In Part 1 of this post, we began by generally introducing the steps needed to verify the correctness of programs in a language verification framework, such as K and Coq. We then described how the first step, defining language syntax and program structure, can be accomplished in both K and Coq for our working example program SUM in the language IMP, highlighting the main differences between the two frameworks.

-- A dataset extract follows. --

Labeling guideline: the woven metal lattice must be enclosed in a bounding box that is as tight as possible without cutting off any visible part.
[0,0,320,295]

In this second part of the post, we build on the definitions introduced in the previous part and describe how the semantics of the language and testing the semantics, the second step in the process, can be achieved in K and Coq using the same example SUM. Part 3 of the series explains how the third step (specifying and verifying properties) can be done.
The second step in defining a formal model L of a language is to give formal semantics to its constructs. Below, we define the semantics of the language IMP.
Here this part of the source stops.